La Euphorbia resinifera, una planta de aspecto similar al cactus que crece principalmente en Marruecos, sintetiza una sustancia llamada resiniferatoxina. También se encuentra en la Euphorbia poissonii, especie nativa de Nigeria. Su puntuación en la escala Scoville alcanza los 16.000 millones de unidades, lo que la convierte en mil veces más potente que la capsaicina pura y aproximadamente seis mil veces más que el chile más picante del mundo.
Para entender la magnitud de esa diferencia, conviene recordar que la capsaicina, el compuesto que otorga su picor a los chiles, ya se sitúa en 16 millones de unidades Scoville, una cifra que provoca dolor extremo e incluso puede resultar mortal en cantidades suficientes. La resiniferatoxina deja esa referencia completamente atrás.
Ambas sustancias actúan sobre el mismo receptor del cuerpo humano, el TRPV1, pero de forma radicalmente distinta.
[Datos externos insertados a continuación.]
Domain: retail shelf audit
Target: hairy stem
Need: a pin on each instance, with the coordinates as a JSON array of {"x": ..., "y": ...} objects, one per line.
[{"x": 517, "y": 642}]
Mientras la capsaicina lo estimula de manera transitoria, la resiniferatoxina se une a él con una intensidad tan superior que provoca una entrada masiva de iones de calcio en las células nerviosas. La sobrecarga resultante destruye literalmente las terminaciones nerviosas, generando una desensibilización permanente.
Cualquier contacto con la sustancia puede causar quemaduras químicas graves. Los investigadores consideran que la planta desarrolló este mecanismo como estrategia de supervivencia para disuadir a los herbívoros, y la evidencia sugiere que resulta extraordinariamente eficaz.
Por sus propiedades, la resiniferatoxina es estudiada en el campo médico como posible analgésico para el tratamiento del dolor crónico severo, precisamente por su capacidad de destruir las terminaciones nerviosas responsables de transmitir señales dolorosas.